When the Rengōkai met on 16 March, Nakajima Yuhachi was elected chairman. Two resolutions were accepted:
- All Aizu residents between the ages of 15 and 60 (excluding the disabled and the widowed) should provide one day of corvée labour each month for a period of two years
- Those disinclined to work could pay a substitute labour tax of fifteen sen a day for males, and 10 sen a day for females.
Two conditions were added to this:
- The Central government should grant supplementary funds
- The corvée labourers should only work on flat land, with all work in the mountains and bridges being done by professionals.
The Rengōkai did not deal with the course of the road, the level of supplementary funds from the government, or how the tax was to be gathered.

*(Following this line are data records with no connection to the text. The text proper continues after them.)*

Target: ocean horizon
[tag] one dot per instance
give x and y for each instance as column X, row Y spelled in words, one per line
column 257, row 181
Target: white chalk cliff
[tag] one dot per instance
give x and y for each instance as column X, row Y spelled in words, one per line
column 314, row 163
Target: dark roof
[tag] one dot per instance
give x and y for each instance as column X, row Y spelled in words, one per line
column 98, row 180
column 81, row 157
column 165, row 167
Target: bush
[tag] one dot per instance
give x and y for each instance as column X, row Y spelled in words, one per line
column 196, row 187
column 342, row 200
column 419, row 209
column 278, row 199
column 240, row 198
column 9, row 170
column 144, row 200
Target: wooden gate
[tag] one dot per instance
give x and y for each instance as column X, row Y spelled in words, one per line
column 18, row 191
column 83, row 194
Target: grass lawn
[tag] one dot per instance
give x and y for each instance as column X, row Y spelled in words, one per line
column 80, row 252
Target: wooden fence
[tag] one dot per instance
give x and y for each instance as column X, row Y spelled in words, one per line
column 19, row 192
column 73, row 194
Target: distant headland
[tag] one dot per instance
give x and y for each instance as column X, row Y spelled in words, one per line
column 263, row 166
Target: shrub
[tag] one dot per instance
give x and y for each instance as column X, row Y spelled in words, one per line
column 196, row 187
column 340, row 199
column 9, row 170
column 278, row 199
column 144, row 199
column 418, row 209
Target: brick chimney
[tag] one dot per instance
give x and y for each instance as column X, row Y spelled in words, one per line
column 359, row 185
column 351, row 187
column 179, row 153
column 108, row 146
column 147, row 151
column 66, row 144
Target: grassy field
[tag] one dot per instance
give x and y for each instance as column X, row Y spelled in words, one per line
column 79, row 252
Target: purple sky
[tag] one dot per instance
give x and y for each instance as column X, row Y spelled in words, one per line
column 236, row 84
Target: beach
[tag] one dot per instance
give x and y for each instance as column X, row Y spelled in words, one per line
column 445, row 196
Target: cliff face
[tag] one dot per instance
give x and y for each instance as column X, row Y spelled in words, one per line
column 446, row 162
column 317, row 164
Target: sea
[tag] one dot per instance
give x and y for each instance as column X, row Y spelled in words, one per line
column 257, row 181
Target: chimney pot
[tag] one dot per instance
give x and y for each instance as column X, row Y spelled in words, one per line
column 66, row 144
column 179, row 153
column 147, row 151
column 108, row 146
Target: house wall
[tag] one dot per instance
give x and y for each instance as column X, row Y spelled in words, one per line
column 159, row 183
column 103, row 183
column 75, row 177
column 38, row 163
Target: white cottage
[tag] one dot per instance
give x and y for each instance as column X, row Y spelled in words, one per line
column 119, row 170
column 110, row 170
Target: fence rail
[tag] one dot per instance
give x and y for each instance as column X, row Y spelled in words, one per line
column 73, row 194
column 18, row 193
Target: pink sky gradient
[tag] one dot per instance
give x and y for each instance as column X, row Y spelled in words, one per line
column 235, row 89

In June it was discovered that the contribution from central government had been reduced from 260,000 yen to 98,000 yen. However, the government also agreed an interest free loan to the Teiseito of 196,000 Yen, which had recruited unemployed ex-Samurai and established its headquarters, the Nisshinkan. Mishima, suspended the Rengōkai, taking charge of the road building himself. Furthermore, the corvée labour and taxes were deemed to start in March. Igarashi and other Jiyūtō activists were able to get a majority of the Rengōkai to sign a petition for a special session of the Rengōkai to oppose these developments. This was accompanied by Jiyūtō activists proposing civil disobedience against the levies, principally in Yama, Kawanuma and Ōnuma districts.

On 18 August the Jiyūtō members of the Rengōkai met in secret and resolved that Jiyūtō should organise more widespread and structured protests to the road building programme, utilising lawsuits and boycotts. That night the government reacted to the agitation by organising attacks on Jiyūtō activists while they were asleep. This is known as the Shimizuya jiken.